ABLs Enjoy New Luster Amid Credit Drought
June 1, 2008
Even as most sources of credit have dried up over the past few months, one has been going strong: the asset-based lending market. In fact, total committed credit lines among asset-based lenders increased 5.6 percent in the first quarter of 2008, reports the Commercial Finance Association (CFA), a New York-based trade group. And this is after a jump of 4.4 percent in the final quarter of 2007. In all, the industry is nearing $500 billion in total loans outstanding.
As its name suggests, asset-based financing refers to loans made against the assets a company uses to operate its business. The assets generally include inventory, capital equipment, and/or real estate.
One driver behind the growth in asset-based loans is, not surprisingly, the tightening lending policies at many banks. “The cash flow [lending] business has tightened, and businesses that need financing have to go somewhere,” says Andrej Suskavcevic, chief executive officer with the CFA.
Moreover, many cash flow lenders are moving away from the excessively low interest rates and skimpy covenants of the past few years, says Gregg Wise, senior managing director with GMAC Commercial Finance's structured finance division. This makes asset-based lending relatively more competitive.
At the same time, a growing number of hedge funds and private equity players are offering asset-based loans, says Suskavcevic. In some cases, an asset-based loan is part of a larger deal. For example, a manufacturer may obtain a cash flow line of credit, along with an asset-backed loan, to support its launch of a new product line.
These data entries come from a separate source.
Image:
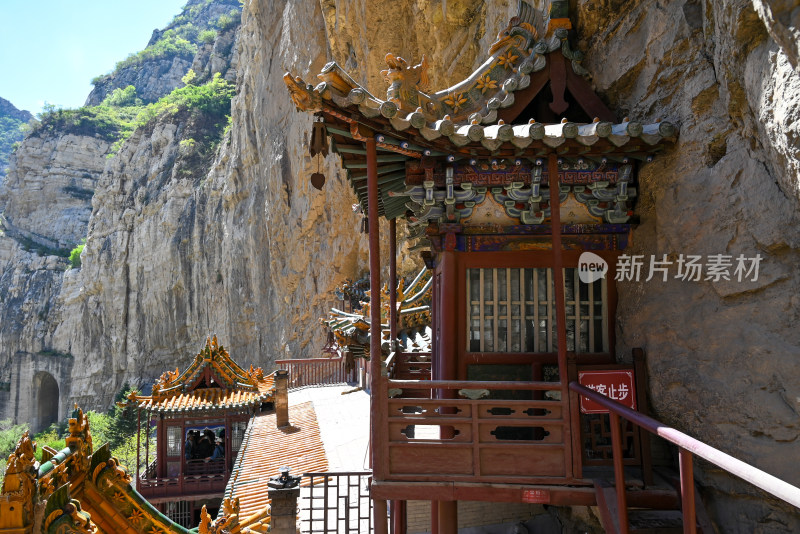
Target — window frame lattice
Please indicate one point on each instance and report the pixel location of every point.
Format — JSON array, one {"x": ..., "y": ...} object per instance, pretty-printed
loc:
[
  {"x": 174, "y": 440},
  {"x": 514, "y": 311}
]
From the lender's point of view, asset-based financing can be considered less risky than a loan based just on a company's expected cash flows, as the assets offer the lender protection. Even if the company's performance drops drastically, the assets should retain their value. “We look at the balance sheet and income statement, but they don't weigh as heavily on the credit decision,” says Robert Martucci, senior vice president with Rosenthal Business Credit, New York. “This is because we look at the performance of the asset.”
As a result, asset-based loans usually lack the financial covenants that accompany most cash flow loans, Wise notes. For instance, many loans that are tied to a company's cash flow stipulate a maximum debt-to-EBITDA ratio the company can carry. This typically wouldn't be found on an asset-based loan.
This is not to say that asset-based lenders simply open up their checkbooks. They first need to verify the value of the assets backing the loan. So, before lending against machinery, the lender may have an independent appraisal firm value the equipment. If the loan is against inventory, the lender typically will require weekly or monthly reports on inventory levels.